Event model. This is append-only, with no updates. In this model inserts occur, and updates to some metadata used for some queries only as absolutely needed. For a financial application this would be the tables representing the journal entries and lines.
The aggregate closing model. This is append-only (though deletes are allowed for purposes of re-opening periods). This provides roll-forward information for specific purposes. Once a closing entry is in, no entries can be made for a closed period. In a financial application, this would represent closing balances. New balances can be calculated by starting at an aggregation point and rolling forward. You can also use partial indexes to make it easier to pull just the data you need.
Auxiliary data model. This consists of smaller tables which do allow updates, inserts, and deletes provided that integrity to the other models is not impinged. In a financial application this might be things like customer or vendor data, employee data, and the like.
I have a website backed by a relational database comprised of the usual e-commerce related tables (Order, OrderItem, ShoppingCart, CreditCard, Payment, Customer, Address, etc...).
The stored proc. which returns order history is painfully slow due to the amount of data + the numerous joins which must occur, and depending on the search parameters it sometimes times out (despite the indexing that is in place).
The DB schema is pretty well normalized and I believe I can achieve better performance by moving toward something like a data warehouse.

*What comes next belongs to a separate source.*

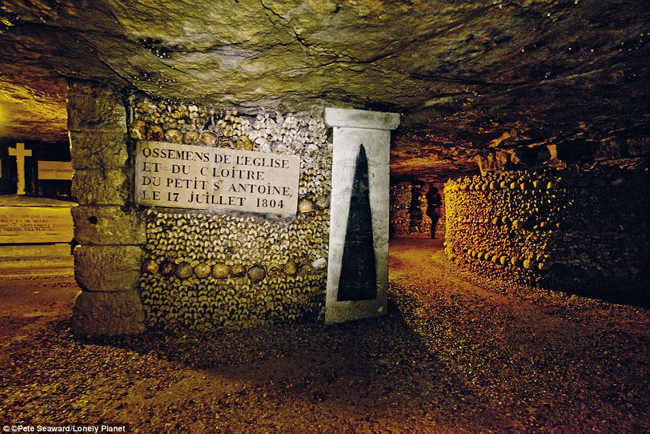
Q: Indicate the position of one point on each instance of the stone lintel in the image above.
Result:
(351, 118)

DW projects aren't trivial and then there's the issue of keeping the data in sync so I was wondering if anyone knows of a shortcut. Perhaps an out-of the box solution that will create the DW schema and keep the data in sync (via triggers perhaps). I've heard of Lucene but it seems geared more toward text searches and document management. Does anyone have other suggestions?
How big is your database?
There's not really any shortcuts, but dimensional modelling is really NOT that hard. You first determine a grain and then need to identify your facts and the dimensions associated with the facts. Then you divide the dimensions into tables which allow you to have the dimensions only grow slowly over time. The choice of dimensions is completely practical and based on the data behavior.
I recommend you have a look at Kimball's books.
For a database of a few GB, it's certainly possible to update a reporting database from scratch several times a day (no history, just repopulating from a 3NF for a different model of the same data). There are certain realtime data warehousing techniques which just apply changes continuously throughout the day.
So while DW projects might not be trivial, the denormalization techniques are very approachable and usable without necessarily building a complete time-invariant data warehouse.
Materialized Views are what you might use in Oracle. They give you the "keeping the data in sync" feature you are looking for combined with fast access of aggregate data. Since you didn't mention any specifics (platform, server specs, number of rows, number of hits/second, etc) of your platform, I can't really help much more than that.
Of course, we are assuming you've already checked that all your SQL is written properly and optimally, that your indexing is correct, that you are properly using caching in all levels of your app, that your DB server has enough RAM, fast hard drives, etc.
Also, have you considered denormalizing your schema, just enough to serve up your most common queries faster? that's better than implementing an entire data warehouse, which might not even be what you want anyway. Usually a data warehouse is for reporting purposes, not for serving interactive apps.